Rencontré sur le chantier du 55, rue Molière, le président de Cortim, François Milani, admet que de tels délais peuvent être irritants pour les acheteurs. «La situation est loin d'être drôle, mais au bout du compte, nos clients auront un produit de qualité et ils seront heureux», dit-il.

Depuis un an, les pépins s'accumulent sur le chantier du Sopra: décontamination à la suite d'une fuite d'huile inopinée, excavation plus pénible que prévu, pluie incessante en novembre, délais de trois mois pour l'obtention de permis de la Ville de Montréal...

«Tu as beau travailler avec des ingénieurs d'expérience, il survient toujours des problèmes quand on recycle un édifice, poursuit M. Milani. Les acheteurs plus âgés, qui ont déjà rénové, comprennent notre retard.»

Dans l'arrondissement d'Outremont, Le Vésinet accuse près de trois mois de retard, malgré une structure neuve. Les premiers propriétaires emménagent dans leur condo ces jours-ci.

«J'ai eu un problème de gestion sur le chantier, admet d'emblée Michel Goudreau, promoteur. J'ai délégué cette responsabilité et ça n'a pas fonctionné comme je l'aurais souhaité. Ce fut une expérience traumatisante. Je m'y prendrai autrement la prochaine fois.»

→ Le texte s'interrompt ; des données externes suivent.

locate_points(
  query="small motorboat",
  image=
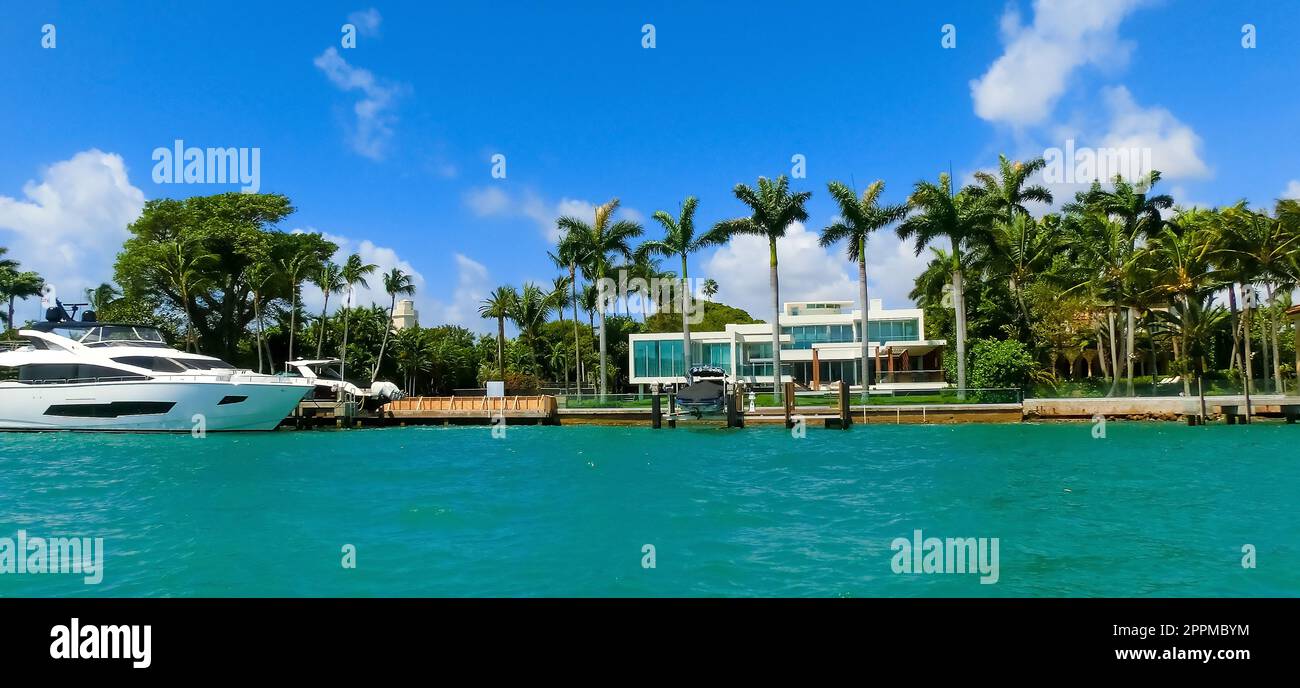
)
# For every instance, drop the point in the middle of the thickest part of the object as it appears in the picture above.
(330, 384)
(706, 392)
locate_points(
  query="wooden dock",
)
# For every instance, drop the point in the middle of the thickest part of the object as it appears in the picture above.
(473, 410)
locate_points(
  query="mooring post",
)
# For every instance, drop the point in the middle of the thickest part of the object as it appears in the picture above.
(845, 410)
(789, 405)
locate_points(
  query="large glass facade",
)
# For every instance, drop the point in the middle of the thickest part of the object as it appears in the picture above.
(711, 354)
(831, 371)
(806, 336)
(893, 330)
(662, 358)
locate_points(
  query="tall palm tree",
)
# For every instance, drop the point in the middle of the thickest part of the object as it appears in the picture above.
(1140, 216)
(601, 242)
(329, 280)
(259, 277)
(560, 297)
(1181, 264)
(1103, 267)
(1195, 321)
(102, 295)
(499, 304)
(858, 219)
(352, 272)
(528, 311)
(710, 288)
(1008, 191)
(570, 254)
(774, 208)
(1261, 250)
(679, 241)
(17, 285)
(293, 268)
(395, 282)
(965, 220)
(181, 265)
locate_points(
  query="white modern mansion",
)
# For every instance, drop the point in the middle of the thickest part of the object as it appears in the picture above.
(820, 344)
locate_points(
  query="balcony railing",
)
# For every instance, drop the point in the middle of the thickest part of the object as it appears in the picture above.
(910, 376)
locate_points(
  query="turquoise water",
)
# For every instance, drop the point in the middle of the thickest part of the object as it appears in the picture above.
(1148, 510)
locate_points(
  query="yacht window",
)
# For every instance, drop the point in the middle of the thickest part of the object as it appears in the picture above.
(203, 364)
(63, 372)
(154, 363)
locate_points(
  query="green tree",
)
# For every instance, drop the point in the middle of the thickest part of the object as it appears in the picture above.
(772, 208)
(329, 280)
(679, 241)
(965, 220)
(16, 284)
(395, 282)
(599, 242)
(858, 220)
(237, 230)
(499, 304)
(293, 268)
(352, 272)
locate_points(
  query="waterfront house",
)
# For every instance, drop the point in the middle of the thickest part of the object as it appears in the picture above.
(820, 344)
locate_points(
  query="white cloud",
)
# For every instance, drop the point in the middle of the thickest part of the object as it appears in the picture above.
(1023, 85)
(373, 128)
(367, 21)
(806, 272)
(70, 224)
(493, 202)
(1174, 146)
(462, 308)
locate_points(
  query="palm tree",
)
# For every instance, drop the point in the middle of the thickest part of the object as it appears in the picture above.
(528, 311)
(1103, 267)
(414, 353)
(499, 304)
(1019, 251)
(352, 272)
(259, 276)
(293, 268)
(329, 280)
(1181, 264)
(17, 285)
(599, 242)
(182, 269)
(102, 295)
(1257, 249)
(1140, 216)
(570, 254)
(560, 297)
(858, 219)
(1195, 321)
(775, 208)
(965, 220)
(679, 241)
(395, 282)
(710, 288)
(1006, 193)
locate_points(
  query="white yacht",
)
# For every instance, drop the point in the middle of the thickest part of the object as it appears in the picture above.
(102, 376)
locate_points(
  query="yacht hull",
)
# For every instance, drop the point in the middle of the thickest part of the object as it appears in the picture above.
(148, 406)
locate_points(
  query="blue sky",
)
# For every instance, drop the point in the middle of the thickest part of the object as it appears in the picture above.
(388, 146)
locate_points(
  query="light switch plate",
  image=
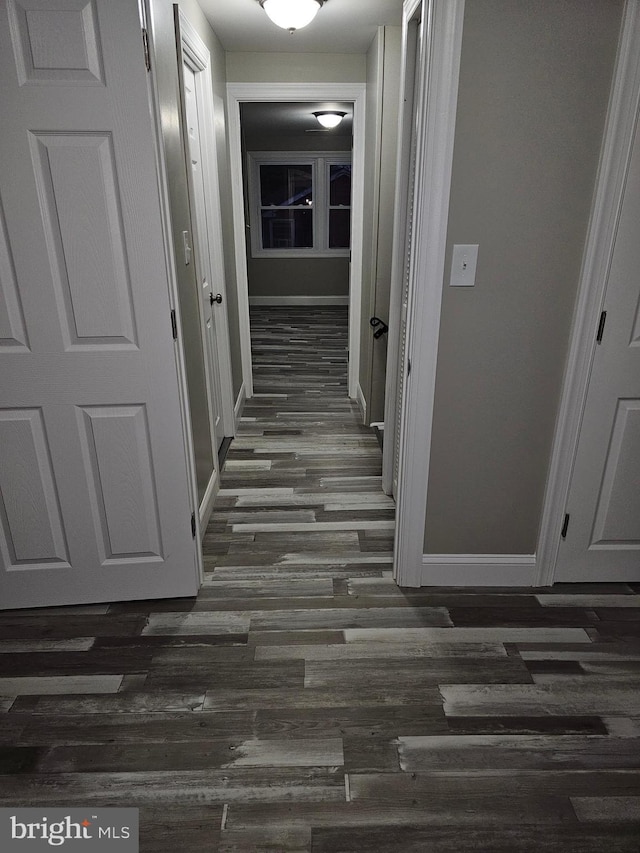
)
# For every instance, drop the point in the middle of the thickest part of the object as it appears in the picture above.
(463, 265)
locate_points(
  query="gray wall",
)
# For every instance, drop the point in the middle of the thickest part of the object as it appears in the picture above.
(383, 101)
(218, 72)
(534, 85)
(283, 277)
(296, 67)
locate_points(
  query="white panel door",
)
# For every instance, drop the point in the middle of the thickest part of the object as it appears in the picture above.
(94, 490)
(602, 541)
(209, 303)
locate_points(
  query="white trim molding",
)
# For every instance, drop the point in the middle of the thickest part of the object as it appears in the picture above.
(442, 22)
(614, 162)
(516, 570)
(239, 93)
(299, 300)
(197, 56)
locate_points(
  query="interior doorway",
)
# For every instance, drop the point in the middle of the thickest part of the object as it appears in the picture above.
(311, 94)
(204, 247)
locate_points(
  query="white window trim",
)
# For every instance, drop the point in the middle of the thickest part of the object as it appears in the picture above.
(320, 162)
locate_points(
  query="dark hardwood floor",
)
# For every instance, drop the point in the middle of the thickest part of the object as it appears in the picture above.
(303, 702)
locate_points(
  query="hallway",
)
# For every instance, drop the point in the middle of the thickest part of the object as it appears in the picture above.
(303, 702)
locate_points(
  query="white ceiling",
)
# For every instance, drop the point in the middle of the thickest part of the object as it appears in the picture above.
(341, 26)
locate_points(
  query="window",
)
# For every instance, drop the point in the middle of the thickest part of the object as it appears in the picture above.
(300, 204)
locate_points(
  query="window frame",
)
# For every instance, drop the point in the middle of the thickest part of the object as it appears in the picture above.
(320, 162)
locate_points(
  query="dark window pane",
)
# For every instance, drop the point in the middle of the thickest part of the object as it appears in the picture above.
(287, 229)
(340, 185)
(339, 228)
(286, 185)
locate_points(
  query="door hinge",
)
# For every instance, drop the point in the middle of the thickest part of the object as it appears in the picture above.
(603, 320)
(145, 46)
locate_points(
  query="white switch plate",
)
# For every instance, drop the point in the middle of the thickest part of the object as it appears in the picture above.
(463, 265)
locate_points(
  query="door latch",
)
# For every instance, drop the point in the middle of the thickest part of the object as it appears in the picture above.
(380, 327)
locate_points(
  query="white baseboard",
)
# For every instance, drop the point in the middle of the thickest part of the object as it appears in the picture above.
(362, 403)
(479, 570)
(239, 406)
(298, 300)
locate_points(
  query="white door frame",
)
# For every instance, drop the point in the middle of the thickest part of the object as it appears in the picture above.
(239, 93)
(198, 57)
(408, 82)
(614, 162)
(195, 53)
(435, 115)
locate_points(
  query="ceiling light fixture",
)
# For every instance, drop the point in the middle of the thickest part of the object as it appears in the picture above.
(291, 15)
(329, 118)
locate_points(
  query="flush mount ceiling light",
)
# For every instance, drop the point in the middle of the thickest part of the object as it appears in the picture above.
(329, 118)
(291, 15)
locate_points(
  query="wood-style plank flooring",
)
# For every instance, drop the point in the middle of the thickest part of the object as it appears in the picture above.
(303, 702)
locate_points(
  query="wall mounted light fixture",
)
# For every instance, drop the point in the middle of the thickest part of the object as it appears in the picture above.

Très mal à l'aise de livrer ses appartements en retard, M. Goudreau est allé jusqu'à dédommager quelques acheteurs qui se retrouvaient à la rue en attendant la fin de la construction. Il en a aidé certains à trouver un toit pendant quelques semaines, le temps que leur appartement soit prêt.

Trop peu

Au Québec, les plans de garantie offerts pour les constructions de quatre logements superposés et moins prévoient un montant maximal de 5000 $ pour dédommager les acheteurs en cas de retard. Cette somme couvre les frais d'entreposage, de déménagement et d'hébergement (selon la taille des ménages).

Avec tous les reçus en main, le promoteur en retard doit donc rembourser ces frais. L'an dernier, sur 20 000 ménages couverts par la Garantie des maisons neuves, l'Association provinciale des constructeurs d'habitations du Québec (APCHQ) n'a réglé que 12 différends entre des promoteurs et des acheteurs.

Ceux qui achètent un appartement dans une tour d'habitation ou dans un édifice recyclé n'ont, à priori, pas droit à une indemnisation de retard. Chaque promoteur offre ses propres dispositions au contrat. La plupart du temps, les clients n'ont droit à rien.

Claude Coursol, avocat spécialisé en droit immobilier, croit qu'indemnisation ou pas, le retard de livraison est une situation intenable pour les acheteurs. «Ils planifient leur déménagement de façon à ne pas payer deux hypothèques en même temps, explique-t-il. Quand une construction n'est pas terminée, ils sont mal pris parce qu'ils ont vendu leur maison et qu'ils doivent partir à une date fixe. J'ai vu une famille vivre dans un garage parce qu'elle ne pouvait pas se permettre d'aller ailleurs. Cinq mille dollars, c'est vite dépensé.»

Comment éviter une situation pareille? C'est difficile, estime l'avocat. Il recommande de vérifier depuis combien de temps un promoteur est en affaires avant d'acheter. Quant aux projets immobiliers de plus de quatre étages, leur envergure entraîne souvent des délais inévitables. Mieux vaut prévoir le coup.